Backblaze hat wieder einmal eine Analyse zur Haltbarkeit von Festplatten veröffentlicht und einen ungewöhnlichen Anstieg entdeckt. Gleichzeitig arbeiten Seagate und Western Digital an HDDs mit noch höherer Kapazität, die durch verschiedene Techniken ermöglicht werden soll.

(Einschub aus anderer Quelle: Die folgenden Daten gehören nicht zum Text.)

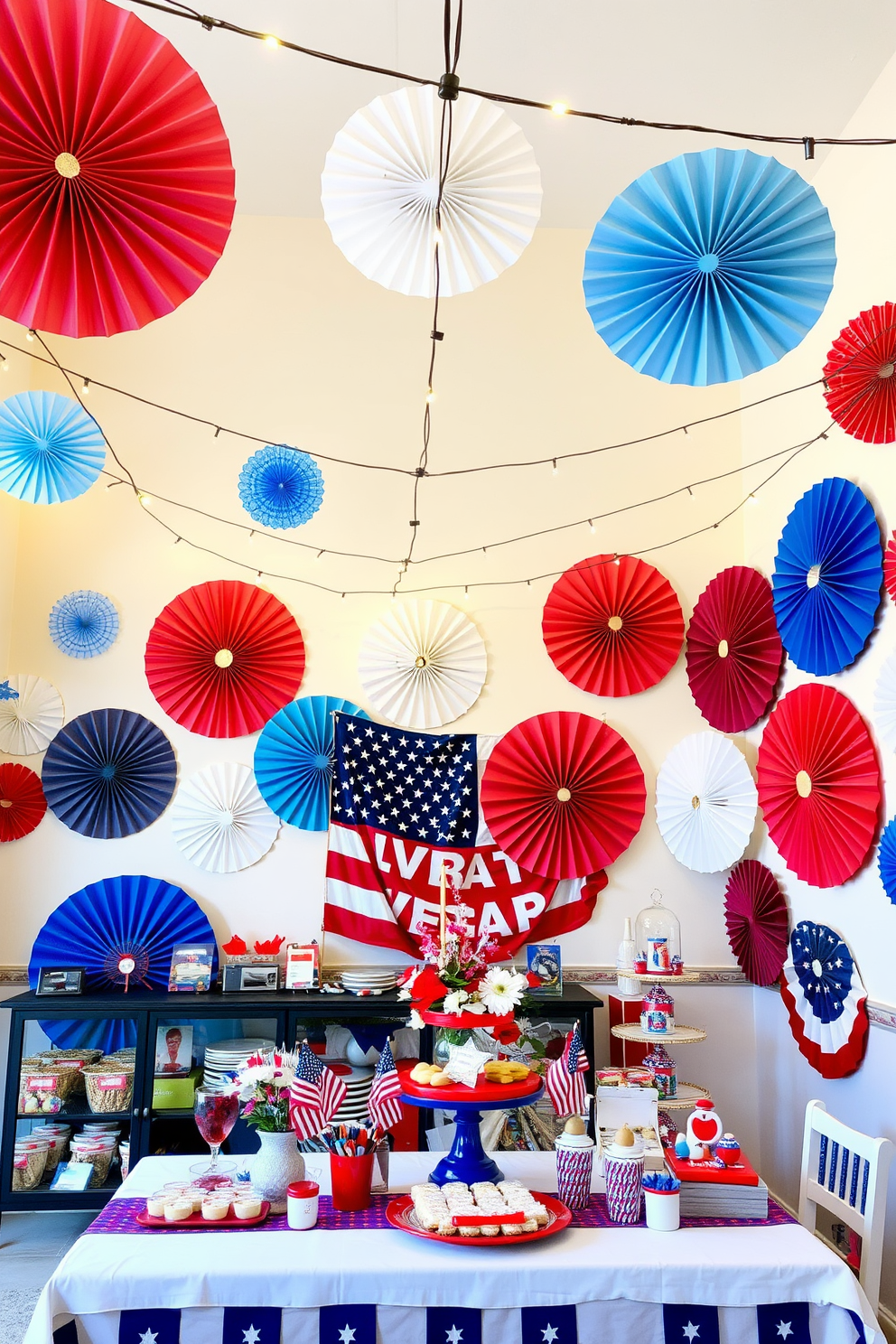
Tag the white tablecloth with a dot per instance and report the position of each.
(727, 1267)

Der Cloud-Speicher Backblaze hat seinen Abschlussbericht für das zweite Quartal 2023 veröffentlicht und steigende Ausfälle vermeldet. In den drei betrachteten Monaten wurden dazu 241.297 Festplatten untersucht, deren durchschnittliche jährliche Ausfallrate im Vergleich zum vorherigen Zeitraum von 1,54 auf 2,28 Prozent sprang. Im Schnitt gab es damit deutlich mehr Ausfälle pro Modell und Zeit als noch zuvor.

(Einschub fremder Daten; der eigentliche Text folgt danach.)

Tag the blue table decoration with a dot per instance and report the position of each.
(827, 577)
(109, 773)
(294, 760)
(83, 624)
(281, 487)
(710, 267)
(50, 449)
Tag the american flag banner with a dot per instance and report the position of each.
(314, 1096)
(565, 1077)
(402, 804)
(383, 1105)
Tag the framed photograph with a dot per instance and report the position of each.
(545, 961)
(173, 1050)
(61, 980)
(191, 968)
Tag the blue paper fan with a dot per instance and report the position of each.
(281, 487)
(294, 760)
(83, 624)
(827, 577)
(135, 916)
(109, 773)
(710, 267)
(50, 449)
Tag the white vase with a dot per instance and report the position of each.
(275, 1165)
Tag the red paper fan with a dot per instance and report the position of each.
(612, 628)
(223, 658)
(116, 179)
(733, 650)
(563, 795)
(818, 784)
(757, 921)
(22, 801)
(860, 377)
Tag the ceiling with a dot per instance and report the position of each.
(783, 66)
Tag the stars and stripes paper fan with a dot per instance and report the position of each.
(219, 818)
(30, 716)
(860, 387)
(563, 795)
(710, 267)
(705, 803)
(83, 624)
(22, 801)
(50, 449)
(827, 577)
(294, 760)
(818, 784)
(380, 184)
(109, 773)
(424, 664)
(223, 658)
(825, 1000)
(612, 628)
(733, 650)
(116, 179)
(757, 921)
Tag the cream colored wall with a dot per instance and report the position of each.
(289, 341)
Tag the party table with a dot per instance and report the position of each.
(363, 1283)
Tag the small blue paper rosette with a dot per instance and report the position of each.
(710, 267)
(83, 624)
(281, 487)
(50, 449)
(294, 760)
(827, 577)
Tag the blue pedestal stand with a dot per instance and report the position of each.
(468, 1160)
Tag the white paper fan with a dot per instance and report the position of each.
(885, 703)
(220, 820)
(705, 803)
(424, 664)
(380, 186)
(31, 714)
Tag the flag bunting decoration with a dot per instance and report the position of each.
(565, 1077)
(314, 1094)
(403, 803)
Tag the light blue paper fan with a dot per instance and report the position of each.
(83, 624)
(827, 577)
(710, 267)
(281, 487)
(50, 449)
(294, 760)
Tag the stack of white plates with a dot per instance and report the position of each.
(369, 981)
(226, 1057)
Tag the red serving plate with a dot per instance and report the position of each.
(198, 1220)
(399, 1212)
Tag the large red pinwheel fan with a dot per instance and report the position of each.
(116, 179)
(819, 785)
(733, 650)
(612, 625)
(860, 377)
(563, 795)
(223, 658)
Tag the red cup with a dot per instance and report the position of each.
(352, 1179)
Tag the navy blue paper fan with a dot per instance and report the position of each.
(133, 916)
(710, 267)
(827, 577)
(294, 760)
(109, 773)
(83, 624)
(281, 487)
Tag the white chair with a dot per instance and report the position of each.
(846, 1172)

Mittlere Kapazitäten schwächeln

Angesichts des alternden Festplatten-Bestands bei Backblaze wäre das eigentlich nicht verwunderlich: Die ältesten HDDs mit 4 oder 6 TB könnten demnach das Ende ihrer Lebenszeit erreichen. Der Anstieg kam aber gar nicht von diesen Modellen, im Vergleich zum Restbestand gab es hier sogar einen geringen Anstieg. Stattdessen gab es insbesondere bei den Festplatten mit 10 TB Speicher einen Sprung nach oben, und auch Modelle mit 8 TB fielen deutlich häufiger aus. Eine Erklärung für dieses Verhalten wird dabei nicht geliefert. Backblaze will die Situation aber weiter im Auge behalten.

Insbesondere unter den 10-TB-Modellen gab es im Q2 verhältnismäßig viele Ausfälle. Quelle: Backblaze Insbesondere unter den 10-TB-Modellen gab es im Q2 verhältnismäßig viele Ausfälle. Mit Blick auf noch höhere Kapazitäten sieht es wiederum etwas besser aus. Bei drei Modellen mit 16 TB und einem mit 12 TB gab es in den drei Monaten sogar keinen einzigen Ausfall, obwohl insgesamt fast 11.000 entsprechende HDDs im Einsatz waren. Gleichzeitig ist hier aber auch eine tendenziell kürzere Gesamtlaufzeit zu bedenken, die die Ausfallrate begünstigen könnte.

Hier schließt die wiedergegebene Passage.